UPDATE #2: BEU adds: “We will have 11 engines, 3 hand crews, a CAL FIRE Firehawk Helicopter, representatives from CAL FIRE, CAL TRANS, Monterey County Sheriff’s, Office of Emergency Services, Big Sur Fire Department, USFS, Monterey County Regional Fire Protection, and CHP”
UPDATE: BEU says planned acreage is 90 acres. If there are wind gusts of 29 as predicted it will be postponed.
No acreage is given, so I will follow up with that and find out.
Of course, the winds are expected to be gusting up to 29 mph on Tuesday, so will have to check on that and see if it will be postponed. Stay tuned.
6 thoughts on “Prescribed burn at Andrew Molera on Tues. or Wed.”
excuse me ? I thought we covered this ?
I support the entire concept of restoring our area to a balanced fire ecology with ‘frequent low-intensity fires’ however the likelihood of ANY fire being simply LOW-intensity with fuel moisture levels in the single digits is approaching impossible. the smoke-column from the Cienega fire recently tells the story, though bless them that one was successful.
remember the Rat Creek fire in 1986 ? October…. and HIGH-intensity because of seasonal low-fuel moisture.
‘those who refuse to learn from history will be condemned to repeat it’
are these people arsonists or what ?
what the F ?? !
Almost unbelievable. WTAF?!
May this prescribed burn be cancelled.
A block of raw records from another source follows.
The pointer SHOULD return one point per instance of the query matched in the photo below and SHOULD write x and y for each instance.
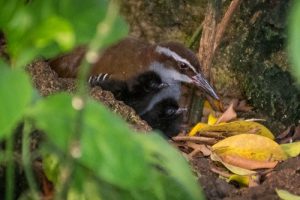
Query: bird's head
(177, 63)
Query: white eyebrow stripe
(174, 55)
(105, 76)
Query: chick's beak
(162, 85)
(179, 111)
(201, 82)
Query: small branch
(10, 169)
(26, 158)
(207, 39)
(205, 140)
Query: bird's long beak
(163, 85)
(201, 82)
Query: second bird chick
(166, 116)
(136, 92)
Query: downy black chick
(165, 116)
(136, 92)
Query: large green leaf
(15, 95)
(107, 144)
(127, 164)
(46, 28)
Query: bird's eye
(170, 111)
(183, 66)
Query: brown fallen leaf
(228, 115)
(250, 146)
(203, 140)
(248, 163)
(221, 172)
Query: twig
(221, 27)
(208, 39)
(205, 140)
(26, 158)
(195, 36)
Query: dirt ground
(285, 176)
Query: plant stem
(103, 31)
(26, 158)
(10, 169)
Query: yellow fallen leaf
(250, 146)
(228, 115)
(248, 163)
(291, 149)
(196, 128)
(285, 195)
(233, 169)
(234, 128)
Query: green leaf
(294, 39)
(15, 95)
(120, 157)
(285, 195)
(107, 144)
(56, 116)
(127, 164)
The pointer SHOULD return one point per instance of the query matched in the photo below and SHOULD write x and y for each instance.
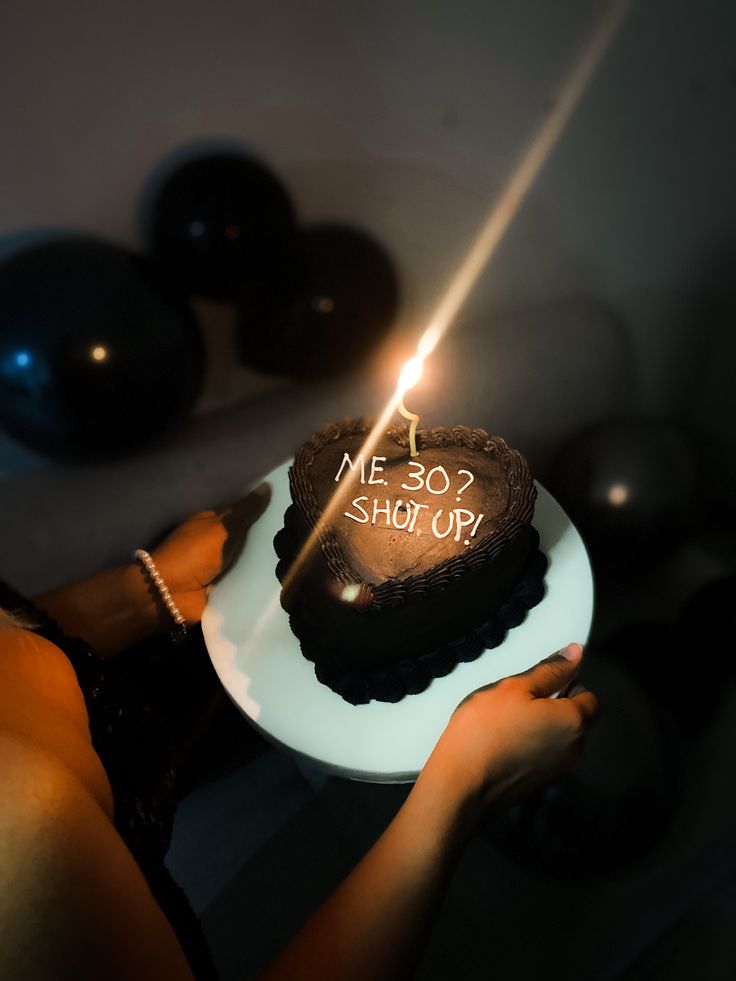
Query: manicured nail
(573, 652)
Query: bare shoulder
(73, 902)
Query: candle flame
(410, 374)
(490, 234)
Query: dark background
(611, 297)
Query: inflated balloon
(326, 311)
(219, 222)
(97, 353)
(630, 486)
(620, 800)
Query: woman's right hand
(510, 738)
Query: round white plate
(262, 669)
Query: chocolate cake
(393, 567)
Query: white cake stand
(263, 671)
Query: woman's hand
(116, 609)
(204, 547)
(511, 737)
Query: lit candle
(410, 375)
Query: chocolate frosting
(390, 567)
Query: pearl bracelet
(163, 590)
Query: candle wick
(414, 421)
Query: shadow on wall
(539, 375)
(713, 390)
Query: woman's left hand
(201, 549)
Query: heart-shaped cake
(391, 564)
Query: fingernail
(573, 652)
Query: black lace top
(137, 752)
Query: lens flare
(491, 232)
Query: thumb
(237, 520)
(554, 672)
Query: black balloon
(219, 222)
(97, 353)
(325, 310)
(631, 486)
(618, 803)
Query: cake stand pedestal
(261, 667)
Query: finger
(249, 508)
(554, 672)
(586, 704)
(237, 521)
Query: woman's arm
(501, 742)
(119, 607)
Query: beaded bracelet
(163, 591)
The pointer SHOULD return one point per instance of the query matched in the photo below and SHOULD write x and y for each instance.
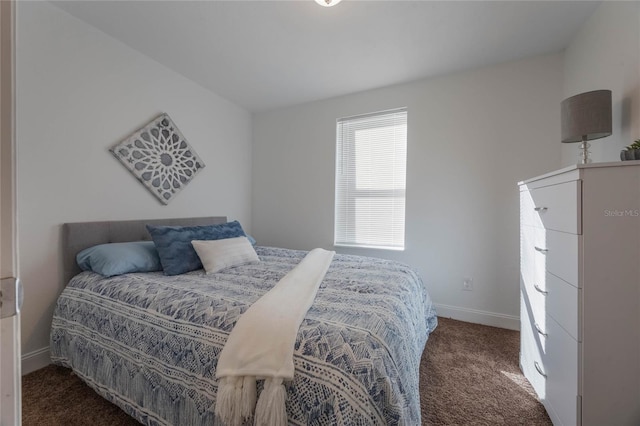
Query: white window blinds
(370, 180)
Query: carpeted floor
(469, 375)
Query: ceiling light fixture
(328, 3)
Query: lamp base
(584, 152)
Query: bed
(149, 343)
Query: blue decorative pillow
(120, 258)
(173, 243)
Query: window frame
(353, 192)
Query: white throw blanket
(261, 344)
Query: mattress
(149, 343)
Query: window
(371, 162)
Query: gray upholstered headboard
(81, 235)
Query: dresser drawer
(563, 304)
(561, 368)
(532, 262)
(561, 256)
(555, 207)
(531, 347)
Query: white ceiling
(269, 54)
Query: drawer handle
(540, 330)
(535, 363)
(540, 290)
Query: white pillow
(216, 255)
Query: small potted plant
(632, 152)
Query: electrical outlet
(467, 284)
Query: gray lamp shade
(586, 116)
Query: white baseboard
(35, 360)
(478, 317)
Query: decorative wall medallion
(160, 157)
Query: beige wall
(471, 137)
(604, 54)
(79, 92)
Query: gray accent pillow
(173, 243)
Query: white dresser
(580, 292)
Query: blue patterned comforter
(149, 343)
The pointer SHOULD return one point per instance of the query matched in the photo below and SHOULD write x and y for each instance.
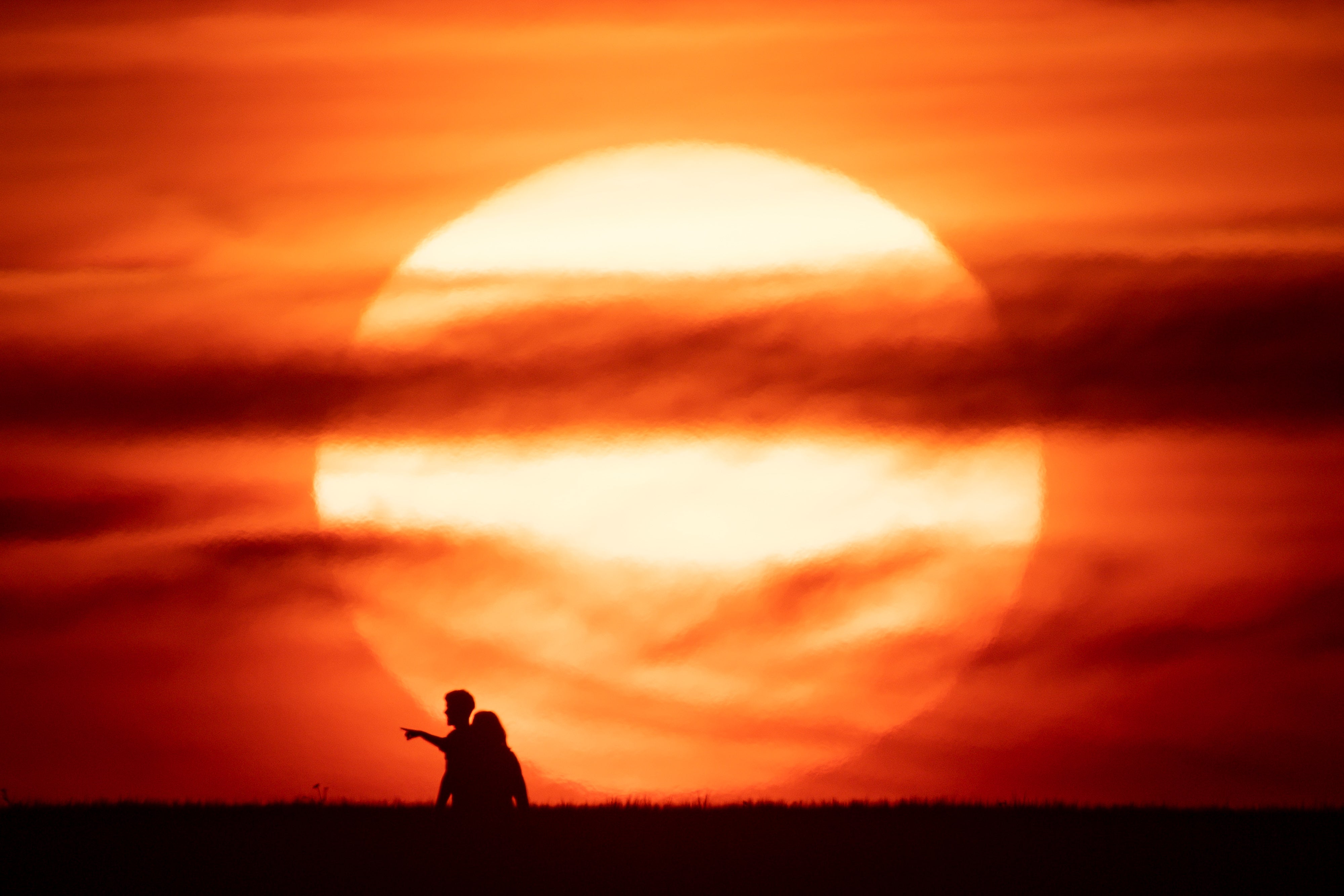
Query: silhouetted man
(456, 746)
This is not the season nor condition for it.
Where do you get your weather info from? Gusts are only at 12 mph on old coast road sensors. NOAA does not predict around 30mph, so please source your information instead of making claims that have zero evidence. This is a restoration burn and will be low intensity, which is much better than having a large scale wildfire.
For information: The Rat Creek fire was a lightning strike on Dolan Ridge on July 6, 1985. Most of the burn initially was low intensity. What caused it to grow was high winds that increased at dusk. Fuel moisture was normal for that time of year. There were lightning strikes all along the central coast on that day, so few resources were available as they were directed to locations where their were more homes.
I do not understand (or agree with) the agency’s thinking for a prescribed burn at this time. I also do not know all of the factors that they are considering. I do believe we need to find a way to allow for well thought, well timed prescribed burns with adequate resources. As we humans are the new arrivals, I’m very well aware that I chose to build a house and live in a location that evolved to burn— and will burn. There are multitude of factors in learning how to live here in a sustainable manner that respects all ecosystems, plant communities, and the multitude of beings that live along with us.
I’ve been asking this question — how do we live well in the Big Sur — for for a short 4 1/2 decades. The more I learn, the more I see a little I know. Humbly offered as an open inquiry…
I got my info from a hand glider/fire fighter friend who uses the app Windy. As it turns out, the winds were very calm at the
Site of the prescribed burn and it went very well.